Channel72
Channel72

Reputation: 24719

Small typo in my initializer list causes unspeakable pain

So, I just got through with a grueling multi-hour debug session of a large server application. The error eventually came down to a barely noticeable typo in a constructor. Basically, it was something like:

template <class T>
class request_handler
{
    public:

    request_handler(T& request, Log& error_log) 
      : m_request(m_request), m_error_log(error_log)
     { 
       /*... some code ... */
     }

    ...
};

See the bug? Well, I didn't. The problem is a small typo in the initializer list: m_request(m_request) is assigning an uninitialized reference to itself. Obviously, it's supposed to read m_request(request).

Now, the member variable m_request is of type T&. So - is there some reason the compiler didn't warn me that I was using an uninitialized variable here?

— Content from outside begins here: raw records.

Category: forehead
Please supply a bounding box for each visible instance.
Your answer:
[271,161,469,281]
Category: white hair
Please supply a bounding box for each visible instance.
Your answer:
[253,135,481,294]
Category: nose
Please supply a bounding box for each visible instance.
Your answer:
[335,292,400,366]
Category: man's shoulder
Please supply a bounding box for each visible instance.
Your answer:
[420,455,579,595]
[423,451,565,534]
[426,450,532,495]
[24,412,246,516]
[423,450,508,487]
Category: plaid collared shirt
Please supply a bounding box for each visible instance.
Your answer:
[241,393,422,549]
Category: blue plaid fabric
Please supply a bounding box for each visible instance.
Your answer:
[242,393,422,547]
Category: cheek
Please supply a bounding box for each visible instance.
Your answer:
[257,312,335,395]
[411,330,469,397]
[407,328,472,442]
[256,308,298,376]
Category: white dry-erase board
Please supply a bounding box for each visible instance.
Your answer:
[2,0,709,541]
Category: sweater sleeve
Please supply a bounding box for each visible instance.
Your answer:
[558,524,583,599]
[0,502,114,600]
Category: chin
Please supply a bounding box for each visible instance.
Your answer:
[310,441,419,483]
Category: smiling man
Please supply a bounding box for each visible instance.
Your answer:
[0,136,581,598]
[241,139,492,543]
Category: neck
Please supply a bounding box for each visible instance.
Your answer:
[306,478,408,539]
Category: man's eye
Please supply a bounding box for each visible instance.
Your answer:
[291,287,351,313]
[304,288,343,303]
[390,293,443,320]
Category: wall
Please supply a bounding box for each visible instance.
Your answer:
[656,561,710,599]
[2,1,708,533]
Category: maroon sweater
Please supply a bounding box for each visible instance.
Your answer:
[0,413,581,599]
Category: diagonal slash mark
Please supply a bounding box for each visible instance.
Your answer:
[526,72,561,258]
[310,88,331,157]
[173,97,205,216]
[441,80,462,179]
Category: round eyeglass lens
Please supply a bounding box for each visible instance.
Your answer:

Using GCC 4.6 with the -Wall flag, if I say:

int x;
x = x;

...it will issue a warning: warning: ‘x’ is used uninitialized in this function [-Wuninitialized]

So, why didn't the compiler warn me when I assigned m_request to itself: essentially assigning an uninitialized reference to itself? It would have saved me hours of annoyance.

Upvotes: 11

Views: 1443

Answers (2)

Chris Betti
Chris Betti

Reputation: 2923

Annoying bug to track down. It turns out, you don't even need templates to silently fail on this one. This'll do the trick:

class C {
        int a, b;
public:
        C(int t, int z) : a(a), b(z) { };
};

Clang warns on this with -Wuninitialized.

Good news for gcc folks: according to gnu's bugzilla, gcc 4.7.0 has fixed this.

Update

On gcc 4.7.0, add -Wself-init to get this warning (verified by sbellef):

tst.cc: In constructor ‘C::C(int, int)’: tst.cc:4:9: warning: ‘C::a’ is initialized with itself [-Wuninitialized]

Upvotes: 11

Pubby
Pubby

Reputation: 53037

I like to use the trick of using the same name for the members as the constructor parameters.

template <class T>
request_handler(T& request, Log& error_log) 
 : request(request), error_log(error_log)
{ 
  /*... some code ... */
}

This will always prevent the error. You have to be careful though as in the function body request refers to argument, not the member. This of course doesn't matter for simple types such as references, but I don't recommend it for classes.